Being Patient takes a closer look at two rare childhood illnesses that lead to dementia.
The term “childhood Alzheimer’s” suggests that it is a form of Alzheimer’s disease that specifically occurs in children. It turns out, this is a misnomer, according to Dr. Marc C. Patterson, a professor of neurology, pediatrics and medical genetics at the Mayo Clinic. Rather, “childhood Alzheimer’s” is a nickname used to describe two rare conditions resulting from genetic mutations.
According to Patterson, the most common childhood disease that produces progressive dementia is called Niemann-Pick disease type C (NPC).
In children, the first symptoms of NPC are clumsiness, along with progressive difficulty with balance, coordination, and speech. The cognitive impairment tends to be obvious somewhat later. Eventually, memory is affected, Patterson said, and as NPC progresses, children living with NPC will also struggle with language, planning and perception.
While the biological impacts of NPC on the body — cell death and damage to the nervous system — can produce symptoms that mimic Alzheimer’s disease, Patterson said that both neurologically and pathologically, this “childhood Alzheimer’s” is quite different from actual Alzheimer’s.
“In Alzheimer’s, a proportion of patients may suffer with seizures, but the motor manifestations are usually very mild,” he told Being Patient. NPC comes with seizures, and in about a quarter of cases an otherwise rare condition called gelastic cataplexy, which is linked to a loss of muscle tone.
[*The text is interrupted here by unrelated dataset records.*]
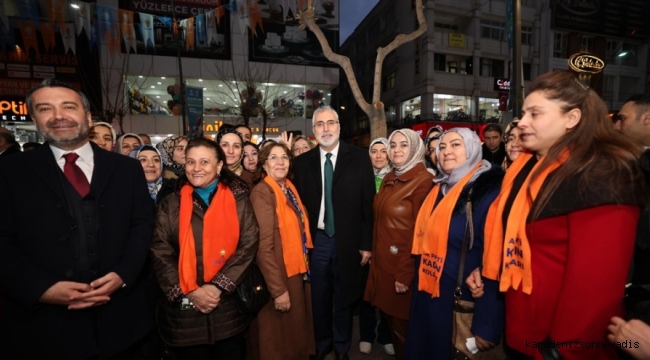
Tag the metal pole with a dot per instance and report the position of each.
(517, 68)
(180, 73)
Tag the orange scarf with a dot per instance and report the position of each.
(510, 252)
(220, 236)
(432, 232)
(291, 229)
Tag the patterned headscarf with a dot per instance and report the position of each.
(416, 150)
(166, 150)
(474, 154)
(153, 186)
(380, 173)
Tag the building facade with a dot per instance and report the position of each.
(451, 72)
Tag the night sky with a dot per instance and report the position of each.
(352, 12)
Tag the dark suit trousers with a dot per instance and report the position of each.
(329, 328)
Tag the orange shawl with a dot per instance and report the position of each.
(290, 228)
(510, 252)
(220, 236)
(432, 232)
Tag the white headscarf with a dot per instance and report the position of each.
(416, 150)
(474, 156)
(380, 173)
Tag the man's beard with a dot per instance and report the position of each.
(68, 142)
(327, 143)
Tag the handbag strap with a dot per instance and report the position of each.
(469, 227)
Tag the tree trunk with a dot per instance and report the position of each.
(375, 109)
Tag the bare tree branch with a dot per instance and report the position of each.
(375, 111)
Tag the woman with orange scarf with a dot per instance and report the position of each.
(439, 232)
(206, 236)
(285, 323)
(560, 236)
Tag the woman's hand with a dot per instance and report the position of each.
(483, 344)
(475, 284)
(635, 332)
(400, 288)
(206, 298)
(282, 302)
(286, 140)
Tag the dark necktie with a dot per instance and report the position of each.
(75, 175)
(329, 207)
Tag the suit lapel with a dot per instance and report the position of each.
(46, 168)
(314, 165)
(341, 162)
(103, 168)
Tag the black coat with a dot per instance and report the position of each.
(353, 191)
(36, 252)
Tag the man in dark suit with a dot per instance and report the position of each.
(336, 185)
(75, 233)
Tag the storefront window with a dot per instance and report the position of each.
(411, 110)
(488, 109)
(452, 107)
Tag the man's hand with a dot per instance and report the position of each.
(66, 293)
(400, 288)
(205, 298)
(365, 256)
(475, 284)
(483, 344)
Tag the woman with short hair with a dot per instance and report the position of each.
(206, 237)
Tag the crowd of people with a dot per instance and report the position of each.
(114, 248)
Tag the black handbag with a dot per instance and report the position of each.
(252, 293)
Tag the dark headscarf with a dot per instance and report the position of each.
(166, 150)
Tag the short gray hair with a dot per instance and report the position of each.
(53, 83)
(323, 109)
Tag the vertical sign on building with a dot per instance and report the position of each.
(194, 96)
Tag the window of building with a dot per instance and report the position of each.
(527, 72)
(388, 82)
(456, 64)
(587, 43)
(526, 35)
(492, 67)
(560, 46)
(443, 26)
(611, 47)
(417, 59)
(492, 29)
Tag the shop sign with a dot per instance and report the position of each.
(501, 84)
(585, 63)
(456, 40)
(13, 110)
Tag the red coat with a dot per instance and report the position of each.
(580, 262)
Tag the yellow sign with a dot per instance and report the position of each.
(585, 63)
(457, 40)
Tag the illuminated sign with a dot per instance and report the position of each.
(585, 63)
(13, 111)
(501, 84)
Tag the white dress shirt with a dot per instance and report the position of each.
(86, 160)
(335, 153)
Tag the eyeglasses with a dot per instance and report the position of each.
(321, 124)
(275, 158)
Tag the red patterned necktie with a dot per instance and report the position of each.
(75, 175)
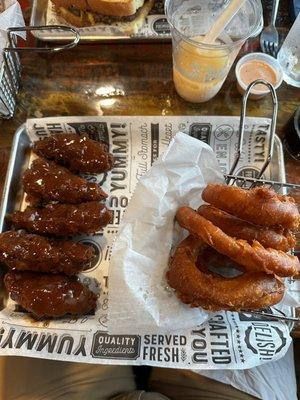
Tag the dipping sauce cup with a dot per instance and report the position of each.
(199, 70)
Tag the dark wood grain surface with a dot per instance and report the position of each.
(131, 79)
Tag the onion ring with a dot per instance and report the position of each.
(197, 288)
(261, 206)
(279, 239)
(253, 257)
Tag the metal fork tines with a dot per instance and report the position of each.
(269, 38)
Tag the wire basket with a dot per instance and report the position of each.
(248, 183)
(10, 71)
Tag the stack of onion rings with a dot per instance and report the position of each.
(230, 233)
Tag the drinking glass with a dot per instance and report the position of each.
(289, 55)
(199, 70)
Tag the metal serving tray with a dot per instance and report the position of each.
(20, 157)
(155, 29)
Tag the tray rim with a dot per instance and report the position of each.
(21, 130)
(91, 38)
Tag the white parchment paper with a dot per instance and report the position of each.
(142, 248)
(227, 340)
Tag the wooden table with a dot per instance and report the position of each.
(132, 79)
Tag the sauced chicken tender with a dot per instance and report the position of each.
(45, 181)
(78, 153)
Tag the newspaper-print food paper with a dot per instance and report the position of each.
(140, 254)
(227, 340)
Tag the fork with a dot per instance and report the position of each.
(269, 38)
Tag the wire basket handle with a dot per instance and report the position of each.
(12, 32)
(242, 126)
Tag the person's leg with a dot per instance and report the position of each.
(141, 395)
(182, 384)
(37, 379)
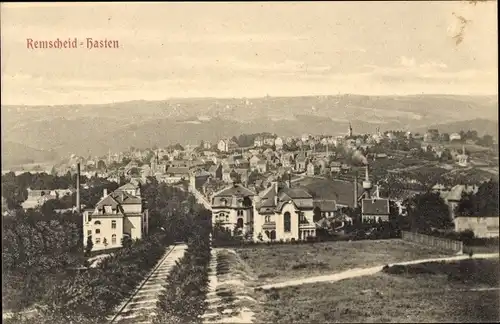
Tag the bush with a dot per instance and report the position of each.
(96, 292)
(187, 283)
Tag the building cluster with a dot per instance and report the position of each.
(254, 191)
(283, 211)
(118, 215)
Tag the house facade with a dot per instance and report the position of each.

Another childhood condition often referred to as “childhood Alzheimer’s” is Sanfilippo syndrome, a rare metabolic disorder which leads to fatal brain damage. Because it initially presents like autism, it is often underdiagnosed. Like Alzheimer’s, it also leads to impaired cognitive function, speech and mobility.
But unlike Alzheimer’s, both of these childhood illnesses stem from the same root issue: a lysosomal storage disorder.
What do lysosomal storage disorders do to the brain?
Lysosomes are parts of cells that act as a cell’s digestive system. Within a lysosome are enzymes that break down proteins, carbohydrates and lipids. In people with lysosomal storage disorders, cholesterol and other fatty substances build up in various parts of the body — including in the brain.
In NPC, the gene mutation leads to an accumulation of large molecules within cells, particularly cholesterol. Unlike in Alzheimer’s, where cell death is linked to the aggregation of protein biomarkers like beta-amyloid plaque and tau tangles in the brain, this gradual cholesterol accumulation is associated with dysfunction of neurons, and eventually, their death.
The neurons that take the hardest hit in NPC are called the Purkinje cells, which are associated with the output of the cerebellum — a part of the brain key to balance, coordination, articulation and swallowing.
Similarly, Sanfilippo syndrome also causes cellular malfunction and prevents the body from going through its natural recycling process. Its lysosomal storage issue is rooted in the lack of a specific enzyme which normally breaks down and recycles a molecule called heparan sulfate. Because children with Sanfilippo syndrome are missing this enzyme, the molecule builds up in the brain and begins the process of degeneration. This affects the nervous system by causing brain cells to fill up with waste. Unable to work properly, this causes Alzheimer’s-like symptoms.
The overlap between Sanfilippo, NPC and Alzheimer’s
As with Alzheimer’s, there are not yet cures for these two illnesses. Instead, families rely on existing treatments that are focused on mitigating some of the symptoms, and working with a coordinated team of experts — from speech pathologists to neurologists — to ease difficulties with swallowing, seizures, sleep issues, and muscle weakness, to improve quality of life.